Bessere Zusammenarbeit gegen unfaire Handelspraktiken in Europa

Positionen Wettbewerb

Die Europäische Kommission hat einen Vorschlag vorgelegt, wie nationale Behörden künftig enger zusammenarbeiten können, um unlautere Handelspraktiken („Unfair Trading Practices“, kurz UTP) in der EU wirksamer zu bekämpfen.
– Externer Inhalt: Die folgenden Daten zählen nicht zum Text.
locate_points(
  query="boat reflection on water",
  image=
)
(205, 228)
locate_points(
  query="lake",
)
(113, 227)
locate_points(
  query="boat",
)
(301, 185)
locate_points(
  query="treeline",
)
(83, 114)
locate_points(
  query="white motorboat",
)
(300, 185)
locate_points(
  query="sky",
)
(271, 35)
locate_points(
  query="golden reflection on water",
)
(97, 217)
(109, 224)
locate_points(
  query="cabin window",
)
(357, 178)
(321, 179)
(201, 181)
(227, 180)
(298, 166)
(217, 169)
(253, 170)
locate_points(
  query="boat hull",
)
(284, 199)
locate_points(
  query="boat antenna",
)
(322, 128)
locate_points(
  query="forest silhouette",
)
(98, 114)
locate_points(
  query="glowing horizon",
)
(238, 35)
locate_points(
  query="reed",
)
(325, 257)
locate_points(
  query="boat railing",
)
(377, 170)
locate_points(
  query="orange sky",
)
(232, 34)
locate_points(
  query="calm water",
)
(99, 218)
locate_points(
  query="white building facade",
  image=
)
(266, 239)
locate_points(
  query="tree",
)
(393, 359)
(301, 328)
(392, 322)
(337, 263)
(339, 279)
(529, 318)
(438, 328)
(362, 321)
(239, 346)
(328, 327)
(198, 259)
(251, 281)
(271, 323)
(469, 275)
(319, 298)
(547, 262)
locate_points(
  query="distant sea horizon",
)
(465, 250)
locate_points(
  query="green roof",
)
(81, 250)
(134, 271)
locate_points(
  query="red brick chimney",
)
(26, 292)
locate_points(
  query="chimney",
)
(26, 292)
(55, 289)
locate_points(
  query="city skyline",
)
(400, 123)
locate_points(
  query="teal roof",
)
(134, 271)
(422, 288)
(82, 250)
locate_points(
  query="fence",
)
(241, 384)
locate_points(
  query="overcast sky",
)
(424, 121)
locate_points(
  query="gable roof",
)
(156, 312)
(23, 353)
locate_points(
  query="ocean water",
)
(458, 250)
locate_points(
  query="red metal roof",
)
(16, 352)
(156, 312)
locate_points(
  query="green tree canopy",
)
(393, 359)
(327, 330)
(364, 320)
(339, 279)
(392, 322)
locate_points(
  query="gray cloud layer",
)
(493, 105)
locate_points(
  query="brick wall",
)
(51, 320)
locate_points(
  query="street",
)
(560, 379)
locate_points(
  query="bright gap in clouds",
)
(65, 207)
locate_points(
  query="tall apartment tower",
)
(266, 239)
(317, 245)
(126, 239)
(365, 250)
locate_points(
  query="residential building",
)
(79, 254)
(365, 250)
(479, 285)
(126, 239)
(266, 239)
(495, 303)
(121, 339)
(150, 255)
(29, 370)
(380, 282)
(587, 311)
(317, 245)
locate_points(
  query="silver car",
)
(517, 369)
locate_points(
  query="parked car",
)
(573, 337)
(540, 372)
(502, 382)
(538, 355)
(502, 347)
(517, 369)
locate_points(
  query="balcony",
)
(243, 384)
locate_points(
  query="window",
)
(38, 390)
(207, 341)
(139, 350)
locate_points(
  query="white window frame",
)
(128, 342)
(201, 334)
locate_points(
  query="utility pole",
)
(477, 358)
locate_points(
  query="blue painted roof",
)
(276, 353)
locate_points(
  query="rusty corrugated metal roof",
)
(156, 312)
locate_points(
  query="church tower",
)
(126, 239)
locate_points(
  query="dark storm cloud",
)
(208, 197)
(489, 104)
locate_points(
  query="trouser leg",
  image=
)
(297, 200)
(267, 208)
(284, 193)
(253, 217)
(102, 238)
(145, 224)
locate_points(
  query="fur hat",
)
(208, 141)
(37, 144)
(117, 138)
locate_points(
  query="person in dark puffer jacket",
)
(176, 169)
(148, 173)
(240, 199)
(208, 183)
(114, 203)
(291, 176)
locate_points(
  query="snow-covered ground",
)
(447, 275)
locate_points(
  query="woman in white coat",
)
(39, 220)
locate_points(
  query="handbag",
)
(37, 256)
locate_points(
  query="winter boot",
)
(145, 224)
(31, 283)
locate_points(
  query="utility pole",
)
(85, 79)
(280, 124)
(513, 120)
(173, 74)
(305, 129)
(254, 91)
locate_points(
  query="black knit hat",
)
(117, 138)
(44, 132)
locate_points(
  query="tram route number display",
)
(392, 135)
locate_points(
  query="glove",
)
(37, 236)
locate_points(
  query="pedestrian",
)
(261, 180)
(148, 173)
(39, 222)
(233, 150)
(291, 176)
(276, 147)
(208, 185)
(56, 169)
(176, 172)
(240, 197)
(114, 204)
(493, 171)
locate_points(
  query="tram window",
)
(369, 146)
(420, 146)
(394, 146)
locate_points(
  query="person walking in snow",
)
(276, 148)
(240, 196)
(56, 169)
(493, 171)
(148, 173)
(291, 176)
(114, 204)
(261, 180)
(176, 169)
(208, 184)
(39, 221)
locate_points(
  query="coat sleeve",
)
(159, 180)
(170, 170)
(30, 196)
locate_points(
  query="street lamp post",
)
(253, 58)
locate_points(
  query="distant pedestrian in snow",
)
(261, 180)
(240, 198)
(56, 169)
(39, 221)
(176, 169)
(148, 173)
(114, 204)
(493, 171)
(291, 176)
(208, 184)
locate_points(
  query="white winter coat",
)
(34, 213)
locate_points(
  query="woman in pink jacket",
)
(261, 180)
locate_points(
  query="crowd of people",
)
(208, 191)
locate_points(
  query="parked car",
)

Der Markenverband begrüßt diesen Ansatz: Gerade wenn Handelskonzerne grenzüberschreitend agieren, braucht es auch eine Durchsetzung, die über Ländergrenzen hinweg funktioniert. Der geplante Austausch von Informationen und die Möglichkeit, dass Behörden in einem Mitgliedstaat im Auftrag eines anderen tätig werden können, sind dabei wichtige Schritte nach vorn. Das stärkt insbesondere kleine und mittlere Lieferanten, die sich bislang oft allein gelassen fühlen.

Allerdings sieht der Markenverband die Vorgehensweise der EU kritisch. Noch läuft eine umfassende Evaluierung der bestehenden UTP-Richtlinie, deren Ergebnisse bis Ende 2025 erwartet werden. Erst dann wird klar, ob und in welchem Umfang neue Regeln tatsächlich nötig sind. Vor diesem Hintergrund wirkt der Vorstoß der Kommission zum jetzigen Zeitpunkt verfrüht.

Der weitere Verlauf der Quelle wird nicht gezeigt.